As far as singling out specific plays for praise, I would have to give special mention to "Free Range" (discussed above) and the tender, thoughtful, and affecting "Thanksgiving in July." Molly Carden and Jenn Harris have a chemistry that is really beautiful to watch. There is tension between them at times, but you always feel the love and intimacy under the surface. It’s a long piece, light on plot, but I grew to love these characters throughout, such that I was genuinely moved when the play reached its conclusion.

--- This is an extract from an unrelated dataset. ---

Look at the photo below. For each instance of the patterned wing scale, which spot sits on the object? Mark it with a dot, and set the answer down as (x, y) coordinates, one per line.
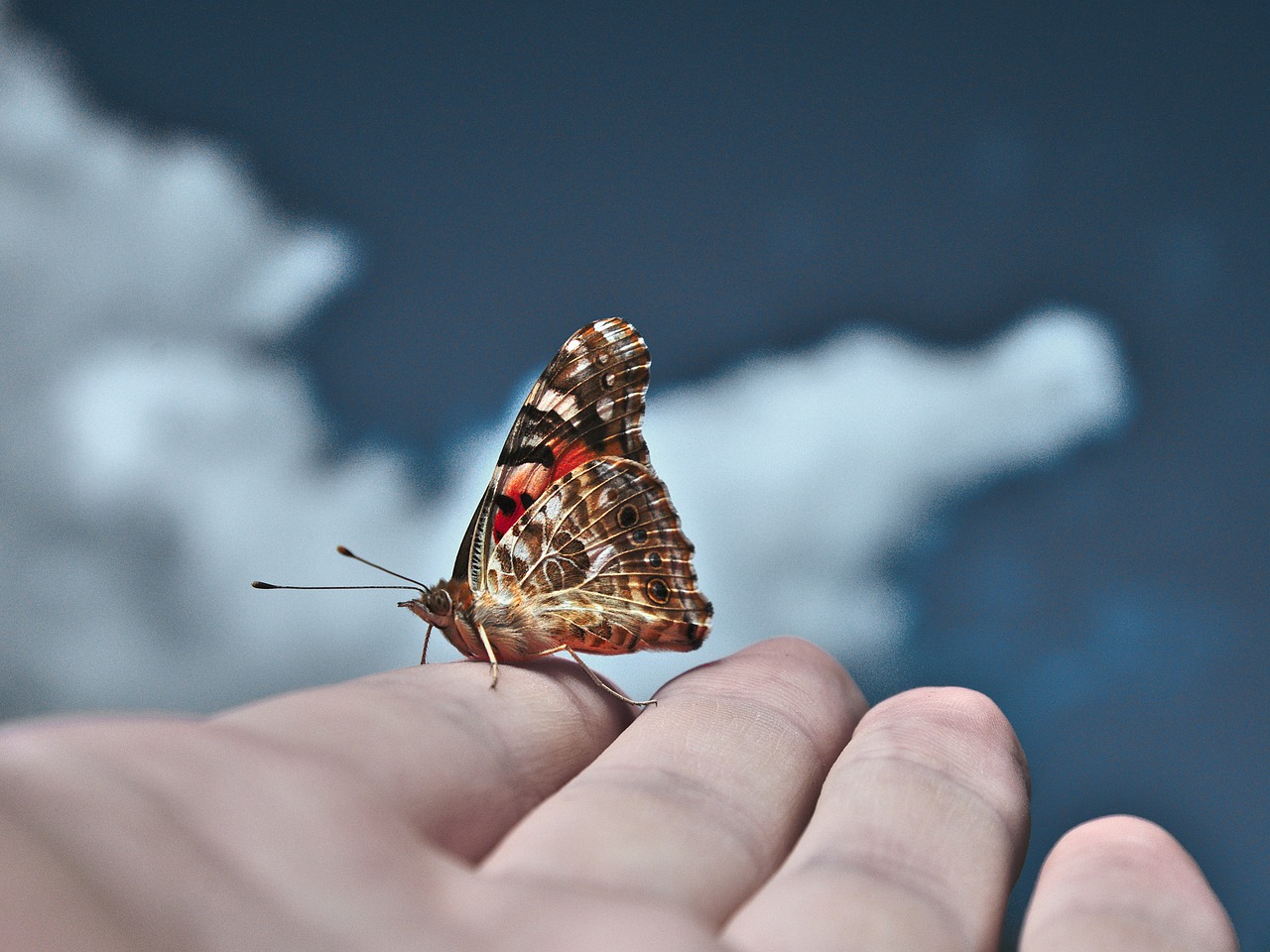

On the whole, Pressing Matters is an interesting evening of theatre, with six stories that are each uniquely compelling.

(Pressing Matters plays at the Clurman Theatre on Theatre Row, 410 West 42nd Street, through May 20, 2017. The running time is two hours with an intermission. Performances are Tuesdays at 7; Wednesdays, Thursdays, and Fridays at 8; Saturdays at 2 and 8; and Sundays at 3. Tickets are $49 and are available at or by calling 212-239-6200.)

Pressing Matters
is by Jennifer Jasper. Directed by Adrienne Campbell-Holt. Scenic Design is by Parris Bradley. Costume Design is by Adrienne Perry. Lighting Design is by Grant Yeager. Sound Design is by Amy Altadonna. Production Stage Manager is Seth Kieser.

The cast is Ito Aghayere, Molly Carden, Saum Eskandani, Jenn Harris, and Genesis Oliver.